XIII

LA FEMME D'IOVO MORNIAKOVITCH.

La belle Ikonia se vantait au bain parmi les filles: «Il n'y en a pas une seconde qui ait trouvé un mari tel qu'est le mien, Iovo Morniakovitch: où qu'il aille, il me conduit par la main, où qu'il s'asseye, sur ses genoux il me place; quand il jure, ce n'est que par mon nom; quand je dors en haut dans le tchardak, il marche doucement de peur de m'éveiller; et pour m'éveiller, il me baise au visage: debout, mon cœur (dit-il), le soleil est levé!»—

Quand Anna la veuve eut ouï ce discours, elle se para de ses plus beaux atours, se mit du blanc et du rouge, et farda ses sourcils délicats; puis elle sortit par la porte de la cour au-devant d'Iovo qui revenait du bazar: «Par Dieu! Iovo Morniakovitch, lui dit-elle, qu'as-tu à faire d'une épouse stérile? mais prends-moi, moi qui suis veuve, je te donnerai chaque année un fils aux mains et aux cheveux dorés[1].»—

Iovo par Anna se laissa séduire, il la prit pour sa fidèle épouse; et elle lui donna chaque année un fils aux mains et aux cheveux dorés. Quand la belle Ikonia le sut, vite elle courut au nouveau bazar, et acheta des cordons de soie, puis dans le jardin elle se pendit à un jaune oranger. La nouvelle vint à Iovo Morniakovitch: «La belle Ikonia s'est pendue.»— «Qu'elle se pende, j'en ai une plus belle.»

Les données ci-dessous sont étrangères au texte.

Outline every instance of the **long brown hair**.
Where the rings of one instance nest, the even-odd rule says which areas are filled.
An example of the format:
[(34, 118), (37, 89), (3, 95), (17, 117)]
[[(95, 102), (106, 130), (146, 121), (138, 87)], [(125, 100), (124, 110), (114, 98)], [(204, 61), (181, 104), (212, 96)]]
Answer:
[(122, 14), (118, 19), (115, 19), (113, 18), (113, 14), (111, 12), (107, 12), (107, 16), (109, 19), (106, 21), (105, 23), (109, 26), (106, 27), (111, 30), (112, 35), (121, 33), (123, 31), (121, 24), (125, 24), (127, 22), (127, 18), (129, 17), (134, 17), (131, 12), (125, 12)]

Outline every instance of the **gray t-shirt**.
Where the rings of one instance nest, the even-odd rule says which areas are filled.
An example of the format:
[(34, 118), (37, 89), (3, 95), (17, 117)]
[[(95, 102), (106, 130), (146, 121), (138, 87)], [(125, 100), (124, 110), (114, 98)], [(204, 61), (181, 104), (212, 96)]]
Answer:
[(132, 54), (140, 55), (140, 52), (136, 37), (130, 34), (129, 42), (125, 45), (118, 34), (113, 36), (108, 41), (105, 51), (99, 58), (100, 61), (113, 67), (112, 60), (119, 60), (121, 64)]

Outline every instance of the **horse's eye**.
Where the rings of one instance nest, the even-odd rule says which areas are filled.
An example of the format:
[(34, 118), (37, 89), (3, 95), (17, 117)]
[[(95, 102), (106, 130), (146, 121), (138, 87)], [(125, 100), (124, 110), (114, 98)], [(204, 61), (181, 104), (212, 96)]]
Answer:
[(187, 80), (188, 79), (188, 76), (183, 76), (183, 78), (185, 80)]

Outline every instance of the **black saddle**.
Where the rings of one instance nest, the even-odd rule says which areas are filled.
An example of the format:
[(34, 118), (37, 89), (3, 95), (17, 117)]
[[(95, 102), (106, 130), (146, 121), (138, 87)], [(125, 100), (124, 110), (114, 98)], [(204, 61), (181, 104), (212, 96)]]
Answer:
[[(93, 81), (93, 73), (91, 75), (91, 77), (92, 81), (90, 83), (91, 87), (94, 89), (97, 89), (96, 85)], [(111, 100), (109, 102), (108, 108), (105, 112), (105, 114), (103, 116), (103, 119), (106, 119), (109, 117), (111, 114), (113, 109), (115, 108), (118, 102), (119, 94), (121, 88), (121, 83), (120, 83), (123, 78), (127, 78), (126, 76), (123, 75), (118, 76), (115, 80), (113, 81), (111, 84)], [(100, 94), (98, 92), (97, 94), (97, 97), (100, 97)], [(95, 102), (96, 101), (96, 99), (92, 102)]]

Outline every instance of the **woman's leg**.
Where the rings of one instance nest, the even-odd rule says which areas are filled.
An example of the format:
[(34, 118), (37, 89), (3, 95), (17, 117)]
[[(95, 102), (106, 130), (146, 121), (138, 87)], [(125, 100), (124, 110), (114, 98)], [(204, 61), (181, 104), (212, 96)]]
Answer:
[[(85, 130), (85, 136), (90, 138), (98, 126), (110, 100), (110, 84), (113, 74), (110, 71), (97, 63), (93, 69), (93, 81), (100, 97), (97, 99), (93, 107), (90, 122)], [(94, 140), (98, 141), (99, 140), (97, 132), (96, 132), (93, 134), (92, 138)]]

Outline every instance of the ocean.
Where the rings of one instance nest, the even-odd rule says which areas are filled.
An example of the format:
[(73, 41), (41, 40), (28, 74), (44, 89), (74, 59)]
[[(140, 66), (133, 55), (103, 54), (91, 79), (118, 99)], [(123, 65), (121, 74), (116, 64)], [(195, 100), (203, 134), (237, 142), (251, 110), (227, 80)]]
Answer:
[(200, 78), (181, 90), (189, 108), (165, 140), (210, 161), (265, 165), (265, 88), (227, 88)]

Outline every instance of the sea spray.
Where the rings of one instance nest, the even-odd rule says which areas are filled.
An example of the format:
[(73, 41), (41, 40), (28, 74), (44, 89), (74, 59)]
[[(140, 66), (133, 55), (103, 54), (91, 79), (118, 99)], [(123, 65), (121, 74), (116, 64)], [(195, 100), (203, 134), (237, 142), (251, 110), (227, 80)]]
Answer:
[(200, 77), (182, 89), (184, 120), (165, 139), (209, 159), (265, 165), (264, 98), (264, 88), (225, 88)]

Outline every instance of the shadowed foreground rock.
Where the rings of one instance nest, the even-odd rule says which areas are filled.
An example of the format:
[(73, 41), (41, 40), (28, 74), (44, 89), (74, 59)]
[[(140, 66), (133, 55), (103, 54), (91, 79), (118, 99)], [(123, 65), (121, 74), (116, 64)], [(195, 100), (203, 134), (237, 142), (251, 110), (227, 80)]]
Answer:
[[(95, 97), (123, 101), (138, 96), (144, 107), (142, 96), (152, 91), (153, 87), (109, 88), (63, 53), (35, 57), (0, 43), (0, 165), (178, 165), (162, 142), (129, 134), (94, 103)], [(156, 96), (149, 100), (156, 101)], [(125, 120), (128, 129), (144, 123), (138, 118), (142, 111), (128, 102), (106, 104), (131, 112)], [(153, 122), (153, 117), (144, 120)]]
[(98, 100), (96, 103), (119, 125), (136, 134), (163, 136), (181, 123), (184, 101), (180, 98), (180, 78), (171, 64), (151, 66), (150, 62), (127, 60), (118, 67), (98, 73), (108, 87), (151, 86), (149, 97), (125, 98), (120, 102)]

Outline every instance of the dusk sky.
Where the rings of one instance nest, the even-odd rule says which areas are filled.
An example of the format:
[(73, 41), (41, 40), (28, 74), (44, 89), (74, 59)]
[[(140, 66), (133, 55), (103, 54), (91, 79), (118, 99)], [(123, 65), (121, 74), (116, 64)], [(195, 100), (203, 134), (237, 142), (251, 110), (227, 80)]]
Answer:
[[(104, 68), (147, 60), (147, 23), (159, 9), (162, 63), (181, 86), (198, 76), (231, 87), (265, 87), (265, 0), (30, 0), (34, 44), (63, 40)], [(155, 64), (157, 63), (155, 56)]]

[Note 1: L'expression de zlatna, dorée, appliquée aux mains, indique, paraît-il, la vigueur.]

XIV

Une fille était au pied de la montagne, de son visage toute la montagne était illuminée, et elle se mit à parler à son visage: «O mon visage, ô mon souci, si je savais, mon blanc visage, qu'un vieux mari dût le baiser, j'irais dans la verte montagne, j'en cueillerais toute l'absinthe, et de l'absinthe j'exprimerais le suc, pour t'en laver, mon visage, afin, quand le vieillard te baiserait, qu'il en sentît l'amertume.

«Mais si je savais, mon blanc visage, qu'un jeune mari dût te baiser, j'irais dans le vert jardin, j'en cueillerais toutes les roses, et des roses j'exprimerais le suc, pour t'en laver, mon visage, afin, quand le jeune homme te baiserait, de l'embaumer.»